LangkatTerkini.Com – Ribuan jamaah memadati Madrasah Besar Tuan Guru Babussalam Besilam, Langkat, Sumatera Utara untuk melaksanakan Salat Idul Adha 1446 Hijriah pada pagi yang penuh berkah, Senin (6/6/2025).
Salat Idul Adha tersebut diikuti Tuan Guru Babussalam Syekh Dr H Zikmal Fuad MA.
Suasana khusyuk dan damai terpancar dari setiap barisan jamaah yang mengenakan pakaian terbaik nya, simbol kesucian dalam menyambut hari raya besar umat Islam ini.
Salat Idul Adha kali ini dipimpin oleh Imam al-Ustadz Muhammad Yusuf SPdI dengan bacaan tartil yang menggetarkan hati para jamaah.
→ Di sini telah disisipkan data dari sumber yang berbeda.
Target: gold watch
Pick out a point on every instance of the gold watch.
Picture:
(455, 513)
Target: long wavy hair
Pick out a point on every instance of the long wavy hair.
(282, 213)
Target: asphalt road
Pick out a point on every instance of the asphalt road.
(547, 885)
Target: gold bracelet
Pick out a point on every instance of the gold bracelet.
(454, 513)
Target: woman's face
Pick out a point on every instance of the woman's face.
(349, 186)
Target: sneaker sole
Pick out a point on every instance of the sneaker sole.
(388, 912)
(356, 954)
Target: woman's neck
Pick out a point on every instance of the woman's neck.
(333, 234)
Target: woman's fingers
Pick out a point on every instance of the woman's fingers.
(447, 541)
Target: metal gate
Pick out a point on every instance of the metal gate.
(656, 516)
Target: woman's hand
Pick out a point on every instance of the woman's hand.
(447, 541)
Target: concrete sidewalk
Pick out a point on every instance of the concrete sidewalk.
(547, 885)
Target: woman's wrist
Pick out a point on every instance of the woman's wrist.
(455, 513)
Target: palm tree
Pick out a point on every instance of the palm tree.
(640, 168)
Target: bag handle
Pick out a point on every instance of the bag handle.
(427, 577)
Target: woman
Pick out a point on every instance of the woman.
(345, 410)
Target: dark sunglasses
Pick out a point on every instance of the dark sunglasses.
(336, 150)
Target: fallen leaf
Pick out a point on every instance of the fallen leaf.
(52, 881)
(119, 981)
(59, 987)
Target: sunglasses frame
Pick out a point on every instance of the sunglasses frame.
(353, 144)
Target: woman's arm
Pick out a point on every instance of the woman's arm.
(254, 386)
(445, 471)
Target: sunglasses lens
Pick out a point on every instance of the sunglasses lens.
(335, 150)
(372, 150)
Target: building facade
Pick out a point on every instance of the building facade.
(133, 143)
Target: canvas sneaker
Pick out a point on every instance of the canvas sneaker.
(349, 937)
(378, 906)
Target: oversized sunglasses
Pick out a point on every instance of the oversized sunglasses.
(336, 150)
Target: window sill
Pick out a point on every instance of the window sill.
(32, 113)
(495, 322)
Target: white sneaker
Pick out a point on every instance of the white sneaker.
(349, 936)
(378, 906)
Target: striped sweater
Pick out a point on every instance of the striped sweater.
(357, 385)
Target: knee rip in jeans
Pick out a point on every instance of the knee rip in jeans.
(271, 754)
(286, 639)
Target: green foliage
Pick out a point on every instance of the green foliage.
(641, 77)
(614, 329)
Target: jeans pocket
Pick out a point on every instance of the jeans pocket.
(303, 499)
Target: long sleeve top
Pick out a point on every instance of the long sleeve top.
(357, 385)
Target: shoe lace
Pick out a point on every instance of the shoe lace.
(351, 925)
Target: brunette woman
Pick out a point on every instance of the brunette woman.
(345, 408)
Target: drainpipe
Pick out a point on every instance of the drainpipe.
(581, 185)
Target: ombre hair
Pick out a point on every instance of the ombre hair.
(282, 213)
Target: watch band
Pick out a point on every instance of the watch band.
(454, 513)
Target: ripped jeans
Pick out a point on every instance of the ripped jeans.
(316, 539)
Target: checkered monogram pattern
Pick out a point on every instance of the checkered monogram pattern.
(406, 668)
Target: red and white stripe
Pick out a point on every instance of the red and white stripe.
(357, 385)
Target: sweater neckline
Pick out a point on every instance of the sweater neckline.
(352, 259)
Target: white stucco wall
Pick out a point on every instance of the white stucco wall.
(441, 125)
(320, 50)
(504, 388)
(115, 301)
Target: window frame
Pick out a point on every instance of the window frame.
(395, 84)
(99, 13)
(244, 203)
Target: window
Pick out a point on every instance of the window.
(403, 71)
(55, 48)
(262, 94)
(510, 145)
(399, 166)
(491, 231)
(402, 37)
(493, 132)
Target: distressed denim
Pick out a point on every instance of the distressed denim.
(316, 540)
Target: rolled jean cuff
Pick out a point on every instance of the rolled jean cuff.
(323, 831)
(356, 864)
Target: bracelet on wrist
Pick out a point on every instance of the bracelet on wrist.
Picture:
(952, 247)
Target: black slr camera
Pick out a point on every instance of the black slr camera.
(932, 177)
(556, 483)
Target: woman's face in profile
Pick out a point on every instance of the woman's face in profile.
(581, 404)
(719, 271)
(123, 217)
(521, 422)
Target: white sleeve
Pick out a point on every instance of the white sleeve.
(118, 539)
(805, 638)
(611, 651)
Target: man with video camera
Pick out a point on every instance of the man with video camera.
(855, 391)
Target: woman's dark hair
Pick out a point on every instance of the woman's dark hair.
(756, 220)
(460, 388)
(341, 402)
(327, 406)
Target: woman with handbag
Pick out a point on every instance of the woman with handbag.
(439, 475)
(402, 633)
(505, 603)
Khutbah Idul Adha disampaikan oleh al-Ustadz Kh.H. Ibnul Mubarraq El-Hakiem, yang mengangkat tema: “Relevansi Ritual Haji dan Qurban dalam Konteks Kekinian”.
Dalam khutbahnya, al-Ustadz Ibnul Mubarraq El-Hakiem menegaskan bahwa ibadah haji dan qurban bukan hanya ritual ibadah yang bersifat simbolik, tetapi memiliki pesan spiritual dan sosial yang mendalam.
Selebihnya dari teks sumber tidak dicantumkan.